2.   Storing hydraulic cylinders - Part 2

In last month's newsletter I discussed the procedure I use when preparing hydraulic cylinders for storage. If you missed it or for a recap, it's available here.

In response to this article, one of our members sent in this question:

"One issue I feel you left out of the cylinder storage issue is the orientation question. How should a cylinder be orientated for short term or long term storage?

Our company repairs and evaluates cylinders and their associated failures. We try to provide solutions for breakdowns as well as repairing those that have failed. We evaluate and repair approximately 1000 cylinders annually. One common issue has been seal failure particularly in large pneumatic and hydraulic cylinders. We have found that allowing cylinders to lay flat has a direct effect on piston and rod seal failures. We have instituted a cylinder storage standard that adheres to your recommendations as far as ports plugged, rods wrapped but in addition mandates that all cylinders are stored vertically - in such a position as not to distort or place the weight of the cylinder on the rod seals. This verticality also helps, we feel, the piston seals.

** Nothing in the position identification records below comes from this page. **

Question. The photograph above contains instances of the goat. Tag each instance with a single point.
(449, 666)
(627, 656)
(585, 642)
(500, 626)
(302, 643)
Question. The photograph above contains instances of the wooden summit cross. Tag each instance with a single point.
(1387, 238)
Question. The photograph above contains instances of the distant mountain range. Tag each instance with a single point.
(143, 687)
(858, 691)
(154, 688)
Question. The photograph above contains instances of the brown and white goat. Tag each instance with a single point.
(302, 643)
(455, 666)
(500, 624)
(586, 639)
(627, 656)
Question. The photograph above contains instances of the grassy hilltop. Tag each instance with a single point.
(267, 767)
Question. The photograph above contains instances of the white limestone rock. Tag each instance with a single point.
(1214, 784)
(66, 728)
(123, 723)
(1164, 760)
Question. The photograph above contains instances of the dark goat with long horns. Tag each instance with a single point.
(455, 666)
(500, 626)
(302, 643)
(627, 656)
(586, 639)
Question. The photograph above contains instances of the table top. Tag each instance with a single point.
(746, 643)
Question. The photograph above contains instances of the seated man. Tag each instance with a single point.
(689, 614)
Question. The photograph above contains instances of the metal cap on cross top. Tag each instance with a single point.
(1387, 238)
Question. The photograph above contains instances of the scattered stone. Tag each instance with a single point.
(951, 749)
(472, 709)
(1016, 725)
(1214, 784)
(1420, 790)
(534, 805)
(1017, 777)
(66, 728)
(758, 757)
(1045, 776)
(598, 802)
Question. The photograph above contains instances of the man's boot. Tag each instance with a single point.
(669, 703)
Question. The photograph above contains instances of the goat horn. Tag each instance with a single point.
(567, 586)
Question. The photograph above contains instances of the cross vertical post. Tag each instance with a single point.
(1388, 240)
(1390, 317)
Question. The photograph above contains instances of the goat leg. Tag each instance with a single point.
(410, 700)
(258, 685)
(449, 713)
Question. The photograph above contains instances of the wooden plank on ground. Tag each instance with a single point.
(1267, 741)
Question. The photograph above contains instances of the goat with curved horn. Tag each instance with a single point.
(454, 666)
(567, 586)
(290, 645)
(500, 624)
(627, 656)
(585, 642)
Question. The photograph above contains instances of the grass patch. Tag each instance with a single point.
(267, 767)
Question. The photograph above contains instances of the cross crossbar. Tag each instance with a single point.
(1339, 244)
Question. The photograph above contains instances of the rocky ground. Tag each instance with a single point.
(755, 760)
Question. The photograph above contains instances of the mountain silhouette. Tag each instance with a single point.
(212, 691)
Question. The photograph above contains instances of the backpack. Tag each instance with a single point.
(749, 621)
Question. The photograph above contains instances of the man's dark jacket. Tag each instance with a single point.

I wouldn't mind hearing your argument on this issue

Hmmm. I intentionally didn't mention it because I didn't want to do anything to perpetuate the myth. Because based on my experience, that's exactly what it is. Two cases I was indirectly involved in come to mind. In both cases the cylinders in question were off 400 ton mining-size hydraulic excavators. We are talking here about cylinders that weigh between two and three tons. The piston rod typically weighs well over a ton by itself.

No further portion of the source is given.